Overview
RAPTOR integrates AFL++ for intelligent binary fuzzing with automatic crash collection, ranking by exploitability, and autonomous crash analysis powered by LLMs.
Architecture
packages/fuzzing/
├── afl_runner.py # AFL++ orchestration
├── crash_collector.py # Crash deduplication & ranking
├── corpus_manager.py # Seed corpus generation
└── __init__.py
raptor_fuzzing.py # Main fuzzing workflow
AFL++ Runner
Basic Fuzzing Campaign
Launch a fuzzing campaign:
from packages.fuzzing import AFLRunner
runner = AFLRunner(
binary_path=Path("/path/to/binary"),
corpus_dir=Path("/path/to/seeds"),
output_dir=Path("out/fuzz_output")
)
num_crashes, crashes_dir = runner.run_fuzzing(
duration=3600, # 1 hour
parallel_jobs=4, # 4 AFL instances
timeout_ms=1000 # 1 second per execution
)
Stdin mode (default):
runner = AFLRunner(binary_path, input_mode="stdin")

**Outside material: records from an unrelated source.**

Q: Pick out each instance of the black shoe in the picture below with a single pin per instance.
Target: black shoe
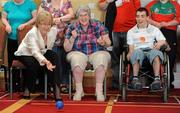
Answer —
(64, 89)
(136, 84)
(171, 86)
(155, 85)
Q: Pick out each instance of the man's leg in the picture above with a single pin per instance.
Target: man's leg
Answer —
(156, 84)
(78, 63)
(119, 39)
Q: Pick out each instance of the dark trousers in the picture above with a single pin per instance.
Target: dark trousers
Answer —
(33, 68)
(65, 68)
(171, 38)
(12, 46)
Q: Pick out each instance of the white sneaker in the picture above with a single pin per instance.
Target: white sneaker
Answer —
(77, 96)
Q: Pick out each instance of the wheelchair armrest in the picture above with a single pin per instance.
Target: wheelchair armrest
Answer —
(165, 47)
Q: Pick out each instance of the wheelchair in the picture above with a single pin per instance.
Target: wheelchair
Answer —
(125, 75)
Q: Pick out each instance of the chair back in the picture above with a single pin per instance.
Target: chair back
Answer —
(2, 42)
(22, 33)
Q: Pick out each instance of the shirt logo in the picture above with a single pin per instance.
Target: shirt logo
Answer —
(142, 39)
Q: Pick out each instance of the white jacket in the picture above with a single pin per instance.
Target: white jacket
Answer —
(33, 44)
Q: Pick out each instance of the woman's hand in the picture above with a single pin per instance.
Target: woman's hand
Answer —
(101, 41)
(8, 29)
(57, 21)
(49, 66)
(21, 27)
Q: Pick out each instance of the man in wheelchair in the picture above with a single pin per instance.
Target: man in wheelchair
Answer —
(144, 41)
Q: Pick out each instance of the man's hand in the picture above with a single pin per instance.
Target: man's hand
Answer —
(74, 33)
(157, 46)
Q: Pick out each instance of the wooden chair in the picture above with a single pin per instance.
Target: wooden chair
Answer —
(2, 50)
(16, 64)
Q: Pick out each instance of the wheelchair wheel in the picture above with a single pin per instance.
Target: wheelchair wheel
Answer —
(166, 78)
(122, 76)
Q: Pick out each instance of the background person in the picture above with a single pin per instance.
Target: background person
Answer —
(35, 52)
(62, 13)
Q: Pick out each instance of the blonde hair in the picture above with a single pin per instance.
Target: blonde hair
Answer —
(44, 17)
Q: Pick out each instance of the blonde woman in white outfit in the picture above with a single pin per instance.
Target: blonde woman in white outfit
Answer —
(35, 52)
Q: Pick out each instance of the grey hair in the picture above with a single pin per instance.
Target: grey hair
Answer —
(83, 9)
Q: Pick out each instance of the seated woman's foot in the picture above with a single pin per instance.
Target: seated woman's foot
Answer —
(136, 84)
(26, 94)
(155, 85)
(64, 89)
(100, 97)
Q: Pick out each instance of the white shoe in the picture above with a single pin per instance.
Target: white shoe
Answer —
(77, 96)
(100, 97)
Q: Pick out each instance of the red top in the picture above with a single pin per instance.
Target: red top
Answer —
(170, 11)
(126, 13)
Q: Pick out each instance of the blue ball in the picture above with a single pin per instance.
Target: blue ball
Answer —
(59, 104)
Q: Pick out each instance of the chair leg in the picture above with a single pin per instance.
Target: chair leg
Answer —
(70, 85)
(45, 86)
(11, 86)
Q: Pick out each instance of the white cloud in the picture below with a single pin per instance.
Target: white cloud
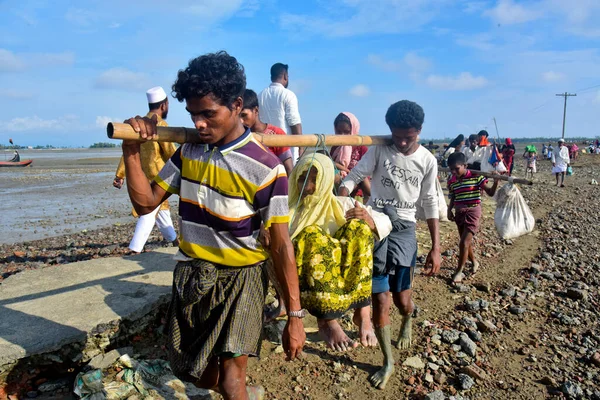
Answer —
(15, 94)
(79, 17)
(473, 7)
(507, 12)
(551, 76)
(362, 17)
(53, 59)
(480, 41)
(36, 123)
(386, 65)
(10, 62)
(411, 62)
(215, 10)
(417, 63)
(102, 121)
(464, 81)
(122, 79)
(300, 86)
(360, 90)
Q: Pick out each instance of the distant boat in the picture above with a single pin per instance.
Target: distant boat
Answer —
(23, 163)
(15, 161)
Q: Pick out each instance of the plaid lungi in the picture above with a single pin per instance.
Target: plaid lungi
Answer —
(214, 310)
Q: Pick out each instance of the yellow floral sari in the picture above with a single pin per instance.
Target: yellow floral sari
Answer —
(334, 257)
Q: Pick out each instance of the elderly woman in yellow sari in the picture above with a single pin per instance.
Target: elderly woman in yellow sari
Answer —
(333, 241)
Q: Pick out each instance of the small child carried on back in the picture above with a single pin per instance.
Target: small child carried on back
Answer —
(530, 159)
(465, 189)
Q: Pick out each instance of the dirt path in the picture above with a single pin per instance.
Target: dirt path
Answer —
(532, 340)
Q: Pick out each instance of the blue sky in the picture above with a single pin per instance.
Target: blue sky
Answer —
(67, 68)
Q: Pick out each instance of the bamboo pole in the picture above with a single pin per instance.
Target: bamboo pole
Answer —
(190, 135)
(494, 176)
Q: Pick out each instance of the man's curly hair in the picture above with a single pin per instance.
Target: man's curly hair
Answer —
(405, 114)
(218, 74)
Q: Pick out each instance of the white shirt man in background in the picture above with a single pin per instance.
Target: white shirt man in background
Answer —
(560, 162)
(279, 106)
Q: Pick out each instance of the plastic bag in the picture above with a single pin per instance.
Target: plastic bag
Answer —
(442, 206)
(89, 385)
(512, 218)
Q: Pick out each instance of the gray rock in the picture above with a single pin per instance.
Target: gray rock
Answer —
(472, 306)
(508, 292)
(414, 362)
(486, 326)
(433, 366)
(517, 310)
(467, 345)
(468, 323)
(104, 361)
(483, 286)
(461, 288)
(547, 275)
(465, 381)
(436, 339)
(475, 335)
(577, 294)
(345, 378)
(437, 395)
(51, 386)
(534, 282)
(572, 390)
(450, 336)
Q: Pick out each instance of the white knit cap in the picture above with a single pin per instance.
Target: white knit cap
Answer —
(156, 94)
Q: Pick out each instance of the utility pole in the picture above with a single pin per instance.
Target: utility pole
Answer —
(565, 95)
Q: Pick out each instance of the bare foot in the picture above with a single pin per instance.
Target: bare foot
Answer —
(271, 314)
(255, 392)
(333, 334)
(379, 379)
(362, 319)
(458, 277)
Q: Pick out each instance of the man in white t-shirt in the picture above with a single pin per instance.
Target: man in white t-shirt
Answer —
(279, 106)
(404, 175)
(560, 162)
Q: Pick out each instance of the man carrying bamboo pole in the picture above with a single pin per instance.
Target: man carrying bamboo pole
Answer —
(279, 105)
(153, 156)
(404, 174)
(228, 186)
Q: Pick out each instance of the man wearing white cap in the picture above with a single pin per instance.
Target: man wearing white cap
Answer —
(153, 156)
(560, 162)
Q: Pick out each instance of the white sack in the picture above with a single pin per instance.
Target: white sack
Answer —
(513, 217)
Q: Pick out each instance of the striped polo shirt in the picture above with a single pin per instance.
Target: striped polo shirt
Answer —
(225, 193)
(466, 190)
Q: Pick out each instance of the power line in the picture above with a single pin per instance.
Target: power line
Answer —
(565, 95)
(586, 89)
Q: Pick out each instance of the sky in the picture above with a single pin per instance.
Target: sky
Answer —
(69, 67)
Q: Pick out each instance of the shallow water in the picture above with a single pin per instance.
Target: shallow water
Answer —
(63, 191)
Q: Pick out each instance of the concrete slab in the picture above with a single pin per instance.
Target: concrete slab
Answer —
(43, 310)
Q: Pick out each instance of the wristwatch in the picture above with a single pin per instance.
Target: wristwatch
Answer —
(297, 314)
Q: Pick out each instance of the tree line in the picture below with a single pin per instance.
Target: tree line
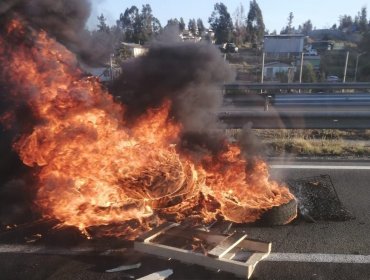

# AFL pipes input to binary's stdin
File mode (uses @@ placeholder):
runner = AFLRunner(binary_path, input_mode="file")
# AFL replaces @@ with input file path
# Binary must read from file: ./binary @@
Instrumentation Detection
AFL++ works best with instrumented binaries:
is_instrumented = runner.check_binary_instrumentation()
if not is_instrumented:
# Falls back to QEMU mode (slower)
logger.warning("Using QEMU mode for non-instrumented binary")
Recompilation Guide
For optimal results, recompile with AFL instrumentation:
# C/C++ with AFL-clang
AFL_CC=afl-clang \
AFL_CXX=afl-clang++ \
CC=afl-clang \
CXX=afl-clang++ \
CFLAGS='-fsanitize=address -fsanitize=undefined' \
CXXFLAGS='-fsanitize=address -fsanitize=undefined' \
make clean && make
# Rust with AFL
RUSTFLAGS='-fsanitize=address' cargo build --release
Sanitizer Detection
Check if binary has sanitizers enabled:
has_sanitizers = runner.check_binary_sanitizers()
if has_sanitizers:
# ASAN/UBSAN will catch more bugs
logger.info("Binary compiled with sanitizers")
else:
logger.warning("Consider recompiling with -fsanitize=address")
Parallel Fuzzing
Worker Configuration
AFL++ supports parallel fuzzing with multiple instances:
runner.run_fuzzing(
duration=3600,
parallel_jobs=8, # 8 parallel fuzzers
timeout_ms=1000
)
Main + Secondary Architecture
RAPTOR automatically configures the AFL hierarchy:
out/afl_output/
├── main/ # Main instance (deterministic)
│ ├── crashes/
│ ├── queue/
│ └── fuzzer_stats
├── secondary1/ # Secondary (random)
├── secondary2/
└── secondary3/
AFL++ statistics are logged during fuzzing:
stats = runner.get_stats()
print(f"Executions/sec: {stats['execs_per_sec']}")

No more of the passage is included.